Our friend, Ken Pickford, who helps us with each NetLetter issue by volunteering his proof reading skills, sent in the following regarding the “aircraft restaurant” in Terry’s Trivia article from NL #1395.
“The aircraft type is a YS-11, built by a consortium of major Japanese companies, a 60-seat twin-turboprop powered by two Rolls-Royce Darts, 182 built through 1974. In service 1965. Winnipeg-based Transair operated 2 factory-delivered YS-11’s from 1966 until Transair's acquisition by Pacific Western Airlines in 1979.

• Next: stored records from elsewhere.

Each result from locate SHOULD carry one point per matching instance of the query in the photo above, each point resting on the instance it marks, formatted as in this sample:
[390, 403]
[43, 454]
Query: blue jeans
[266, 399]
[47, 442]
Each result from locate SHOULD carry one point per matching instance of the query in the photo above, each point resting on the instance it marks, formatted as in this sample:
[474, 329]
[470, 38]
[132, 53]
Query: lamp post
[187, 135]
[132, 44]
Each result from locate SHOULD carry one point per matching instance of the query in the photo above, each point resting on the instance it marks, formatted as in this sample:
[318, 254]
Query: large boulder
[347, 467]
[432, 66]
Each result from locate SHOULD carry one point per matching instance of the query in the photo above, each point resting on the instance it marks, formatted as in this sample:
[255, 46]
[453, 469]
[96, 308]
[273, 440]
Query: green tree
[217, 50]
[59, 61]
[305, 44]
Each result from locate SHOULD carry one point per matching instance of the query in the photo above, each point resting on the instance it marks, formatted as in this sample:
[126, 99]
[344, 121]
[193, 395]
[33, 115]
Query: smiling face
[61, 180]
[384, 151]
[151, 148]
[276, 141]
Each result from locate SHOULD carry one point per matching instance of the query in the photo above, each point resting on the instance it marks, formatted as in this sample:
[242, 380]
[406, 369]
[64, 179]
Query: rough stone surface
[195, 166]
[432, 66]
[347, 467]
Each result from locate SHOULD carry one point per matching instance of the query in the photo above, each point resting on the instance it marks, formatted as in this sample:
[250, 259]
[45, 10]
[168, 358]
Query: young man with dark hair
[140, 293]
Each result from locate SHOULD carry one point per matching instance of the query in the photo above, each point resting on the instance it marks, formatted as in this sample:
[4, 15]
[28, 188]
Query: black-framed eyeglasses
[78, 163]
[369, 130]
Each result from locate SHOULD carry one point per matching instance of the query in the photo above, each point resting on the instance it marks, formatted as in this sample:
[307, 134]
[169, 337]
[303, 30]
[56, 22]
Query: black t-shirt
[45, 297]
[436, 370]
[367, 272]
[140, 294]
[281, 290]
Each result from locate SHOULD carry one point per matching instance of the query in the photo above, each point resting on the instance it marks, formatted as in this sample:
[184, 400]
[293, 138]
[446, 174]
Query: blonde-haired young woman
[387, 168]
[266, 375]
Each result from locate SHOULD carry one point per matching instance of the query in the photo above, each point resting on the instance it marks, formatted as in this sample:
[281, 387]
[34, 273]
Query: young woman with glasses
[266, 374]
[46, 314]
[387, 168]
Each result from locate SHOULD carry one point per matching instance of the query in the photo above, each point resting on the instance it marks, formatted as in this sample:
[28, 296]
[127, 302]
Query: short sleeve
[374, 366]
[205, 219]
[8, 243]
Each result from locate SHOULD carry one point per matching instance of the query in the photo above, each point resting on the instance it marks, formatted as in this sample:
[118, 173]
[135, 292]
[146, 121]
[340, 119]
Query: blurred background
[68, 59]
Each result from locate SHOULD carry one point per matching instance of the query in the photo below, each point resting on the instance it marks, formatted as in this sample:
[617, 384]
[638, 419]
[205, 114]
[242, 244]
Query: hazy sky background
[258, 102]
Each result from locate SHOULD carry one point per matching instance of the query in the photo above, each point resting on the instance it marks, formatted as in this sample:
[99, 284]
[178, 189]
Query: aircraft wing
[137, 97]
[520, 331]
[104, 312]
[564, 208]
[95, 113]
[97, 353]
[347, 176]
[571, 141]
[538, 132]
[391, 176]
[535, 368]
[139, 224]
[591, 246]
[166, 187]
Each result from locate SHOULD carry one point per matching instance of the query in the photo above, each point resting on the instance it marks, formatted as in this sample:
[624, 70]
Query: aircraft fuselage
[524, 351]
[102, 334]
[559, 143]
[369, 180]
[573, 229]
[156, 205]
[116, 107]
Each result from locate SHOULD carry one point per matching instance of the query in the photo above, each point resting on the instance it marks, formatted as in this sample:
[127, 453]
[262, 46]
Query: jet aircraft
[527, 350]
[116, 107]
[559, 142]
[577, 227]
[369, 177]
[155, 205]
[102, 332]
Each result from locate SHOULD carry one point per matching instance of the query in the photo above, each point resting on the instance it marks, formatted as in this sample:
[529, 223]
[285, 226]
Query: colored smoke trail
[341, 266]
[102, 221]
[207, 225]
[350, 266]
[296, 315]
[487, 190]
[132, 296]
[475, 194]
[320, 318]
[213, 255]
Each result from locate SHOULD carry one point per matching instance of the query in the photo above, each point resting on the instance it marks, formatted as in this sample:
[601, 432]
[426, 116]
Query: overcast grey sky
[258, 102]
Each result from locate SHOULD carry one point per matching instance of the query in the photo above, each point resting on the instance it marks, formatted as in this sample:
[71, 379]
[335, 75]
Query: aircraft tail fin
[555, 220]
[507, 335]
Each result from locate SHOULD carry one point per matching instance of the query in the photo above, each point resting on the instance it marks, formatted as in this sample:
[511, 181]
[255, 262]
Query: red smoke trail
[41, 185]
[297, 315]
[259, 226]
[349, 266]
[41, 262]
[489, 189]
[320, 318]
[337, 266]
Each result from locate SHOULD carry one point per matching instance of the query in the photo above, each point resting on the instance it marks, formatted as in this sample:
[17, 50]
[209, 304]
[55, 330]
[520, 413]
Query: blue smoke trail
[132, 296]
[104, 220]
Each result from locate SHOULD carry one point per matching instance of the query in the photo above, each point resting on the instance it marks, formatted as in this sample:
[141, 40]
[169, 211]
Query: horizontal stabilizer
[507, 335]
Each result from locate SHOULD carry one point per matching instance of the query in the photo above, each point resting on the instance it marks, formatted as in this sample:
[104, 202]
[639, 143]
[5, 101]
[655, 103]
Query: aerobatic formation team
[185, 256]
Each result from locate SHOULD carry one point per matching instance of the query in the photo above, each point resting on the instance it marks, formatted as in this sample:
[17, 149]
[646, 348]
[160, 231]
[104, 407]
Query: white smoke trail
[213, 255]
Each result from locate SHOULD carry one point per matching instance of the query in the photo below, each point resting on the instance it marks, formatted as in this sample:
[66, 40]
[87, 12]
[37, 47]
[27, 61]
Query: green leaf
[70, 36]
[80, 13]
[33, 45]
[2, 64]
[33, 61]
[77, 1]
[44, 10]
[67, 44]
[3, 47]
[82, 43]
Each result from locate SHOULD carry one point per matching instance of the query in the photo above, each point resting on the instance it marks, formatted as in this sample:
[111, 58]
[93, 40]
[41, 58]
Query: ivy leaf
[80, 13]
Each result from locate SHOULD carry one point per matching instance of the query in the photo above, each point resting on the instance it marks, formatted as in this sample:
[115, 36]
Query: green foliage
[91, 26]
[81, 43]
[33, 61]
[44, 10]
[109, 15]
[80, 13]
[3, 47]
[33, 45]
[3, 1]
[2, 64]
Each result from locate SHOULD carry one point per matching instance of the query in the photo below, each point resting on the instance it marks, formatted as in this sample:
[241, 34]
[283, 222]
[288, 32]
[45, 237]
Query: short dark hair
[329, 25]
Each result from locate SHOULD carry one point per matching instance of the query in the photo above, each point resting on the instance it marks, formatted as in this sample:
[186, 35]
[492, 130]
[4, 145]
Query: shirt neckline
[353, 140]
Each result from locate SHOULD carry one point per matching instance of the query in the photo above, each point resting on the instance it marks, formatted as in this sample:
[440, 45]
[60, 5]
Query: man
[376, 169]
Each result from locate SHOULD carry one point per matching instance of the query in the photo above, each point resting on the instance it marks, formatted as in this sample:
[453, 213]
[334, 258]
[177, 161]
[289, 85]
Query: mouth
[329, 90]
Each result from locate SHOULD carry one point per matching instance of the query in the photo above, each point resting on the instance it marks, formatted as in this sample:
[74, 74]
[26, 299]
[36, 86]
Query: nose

Transair probably got a good deal on those aircraft. Sizable US regional carrier Piedmont Airlines (which merged with US Air in 1989) was the largest export customer with 20 plus a few acquired used. They used them on their short haul network along the east coast for a decade or more until the early 1980s.
Apart from the Mitsubishi Regional Jet (similar category to Embraer 170/190) which is still in the midst of its test program after several delays and now scheduled to enter service in 2020, the YS-11 remains the only airliner designed and built in Japan. As of 2017 only a few (single digits) were still in service with the Japanese military.”
Terry adds the following:
"Among the employees at Transair’s Churchill base the year the YS-11 entered service was a young ticket agent named Peter Mansbridge.
Instead of purchasing B-737s (three of which were acquired later), Transair purchased two YS-11 turboprops in 1968. These replaced the company’s aging DC-4s and could be flown into small northern airports in a mixed passenger/cargo configuration. The YS-11s would remain in Transair’s fleet until 1979."
I had written about Transair in NL #1352 but neglected to mention these two aircraft built by the Nihon Aircraft Manufacturing Corporation. Registrations CF-TAK (pictured) and CF-TAM would finish their careers as N110PH and N111PH flying for
Mid Pacific Air ceased passenger operations in 1988 but continued cargo operations until 1995. Unfortunately, the fate of these two aircraft seems to be unknown.